Julián Carrón (left) and Joseph Weiler. Photo by Sophia Wiener

Beauty Does Not Betray

"Our faith must become a lived beauty through which others can encounter God’s incredible love." Fr. Julián Carrón discussed his new book "Disarming Beauty" with Joseph Weiler at the 2017 New York Encounter.
Greg Barry

Shortly before walking onto the stage to interview Fr. Julián Carrón about his forthcoming book, Disarming Beauty, Joseph Weiler walked off of a plane, having spent the previous 22 hours flying to New York from Singapore. Perhaps this exhausting reality of international travel prepared Dr. Weiler to engage with Fr. Carrón in a difficult discussion about the harsh realities of our contemporary world.

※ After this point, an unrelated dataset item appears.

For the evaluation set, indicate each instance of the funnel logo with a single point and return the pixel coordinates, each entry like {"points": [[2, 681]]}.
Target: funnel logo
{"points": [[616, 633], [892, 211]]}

After briefly listing some of the monumental and devastating events of recent years, including various acts of terror and the migrant crisis in Europe, Weiler noted that Carrón’s “bold” book is important in today’s world. Calling it a “balm for the soul” with a “soft, caressing style of writing which should not obscure a very sharp message,” Weiler said that it calls Christians to examine both how they “confront reality” in a faithful way and how they can “communicate the beauty of a life of faith.” Carrón himself described the goal of the work in a similar way: “I wanted, with this book, to verify if Christian faith could resist in front of these challenges and make a contribution.”

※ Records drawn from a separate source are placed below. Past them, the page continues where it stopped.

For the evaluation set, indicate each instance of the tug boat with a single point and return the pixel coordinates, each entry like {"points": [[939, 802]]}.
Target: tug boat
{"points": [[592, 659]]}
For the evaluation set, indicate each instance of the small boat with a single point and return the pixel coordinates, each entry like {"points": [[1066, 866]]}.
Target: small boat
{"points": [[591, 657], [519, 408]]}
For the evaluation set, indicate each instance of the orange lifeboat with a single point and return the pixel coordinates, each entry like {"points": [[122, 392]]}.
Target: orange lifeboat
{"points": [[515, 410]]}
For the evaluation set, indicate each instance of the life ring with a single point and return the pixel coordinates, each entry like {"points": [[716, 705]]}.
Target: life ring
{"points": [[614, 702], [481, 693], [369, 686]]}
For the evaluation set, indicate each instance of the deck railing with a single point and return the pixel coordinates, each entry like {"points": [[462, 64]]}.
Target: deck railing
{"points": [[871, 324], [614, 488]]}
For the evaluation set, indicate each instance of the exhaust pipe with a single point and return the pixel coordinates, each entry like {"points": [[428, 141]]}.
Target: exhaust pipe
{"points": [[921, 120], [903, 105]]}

Weiler’s questions held Carrón to this project, focusing mainly on two fundamental problems facing society today: education and the family. As Carrón put it, “one of the most important challenges present society has” is that of “educating people … in a way of reality that cannot end up in violence.” He believes that strictly religious or psychological explanations for the types of violence that have sprung up in the past years are inadequate: “this is not a religious problem … this is a problem of society.” Secularization, both inside Christianity and out, leaves people “without any root” or “point of reference.” When one is given no meaning, what is possible in life but violence? Weiler encapsulated the modern crisis of the family in simple terms. Most basically, it is not the rise of same-sex marriage, nor the acceptance of abortion, but simply the fact that “people don’t make children.” “How can you have more than three children?” he once heard someone ask. “Automobiles only have five seats in them.” While Weiler did list some encouraging reasons why those within faith communities approach the family differently, he at the same time questioned the faithful’s ability to change the thinking of those engulfed by today’s post-Enlightenment, Neo-Kantian, materialistic culture. The divide between those with the roots of faith and those without, he thinks, might simply be too large.

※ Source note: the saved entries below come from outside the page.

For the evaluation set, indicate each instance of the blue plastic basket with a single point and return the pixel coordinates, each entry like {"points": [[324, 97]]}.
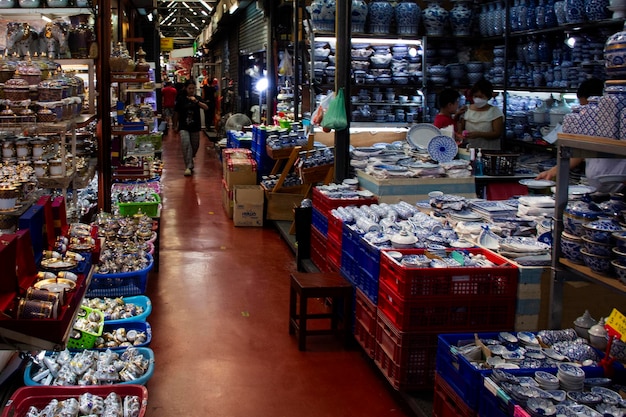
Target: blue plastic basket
{"points": [[120, 285], [144, 351], [138, 300], [140, 326]]}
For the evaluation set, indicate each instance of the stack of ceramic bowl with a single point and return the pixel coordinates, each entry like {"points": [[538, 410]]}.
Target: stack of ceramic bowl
{"points": [[497, 70], [475, 71], [571, 377], [597, 244]]}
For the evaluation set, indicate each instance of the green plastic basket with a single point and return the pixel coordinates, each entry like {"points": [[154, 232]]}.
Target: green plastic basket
{"points": [[149, 208], [87, 339]]}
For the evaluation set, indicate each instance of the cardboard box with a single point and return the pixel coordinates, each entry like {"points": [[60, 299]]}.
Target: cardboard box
{"points": [[248, 205], [227, 199], [415, 189], [280, 204], [239, 171]]}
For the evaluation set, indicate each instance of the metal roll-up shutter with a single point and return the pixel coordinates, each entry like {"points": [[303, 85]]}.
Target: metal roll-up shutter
{"points": [[252, 31]]}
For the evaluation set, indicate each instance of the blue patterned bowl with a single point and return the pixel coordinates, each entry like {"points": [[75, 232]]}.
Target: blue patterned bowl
{"points": [[597, 248], [601, 230], [620, 270], [570, 247], [598, 264]]}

Carrón’s hopeful approach to both of these challenges is the same. Although he acknowledges the radical divide between a secular life and a life of faith, he thinks that beauty can bridge it. In a world where freedom is the “most important value,” Carrón believes that personal testimony can draw to faith, love, and meaning those living in their absence. As one example, he presented the story of a couple who, previously having no interest in creating a family, decided to get married after witnessing the great love of a Christian family they befriended. “There is no preaching,” Carrón said, “only that the beauty is contagious.” While “appealing to ethics” may be useless in today’s world, “this is enough, to move the deepest part of the heart in somebody.”

Carrón concluded with a reflection on the Christmas season that reveals the personal root from which this witness must blossom: the relationship of each Christian to Christ. Just as “the invisible God has become visible, tangible,” so too our faith must become a lived beauty through which others can encounter God’s incredible love.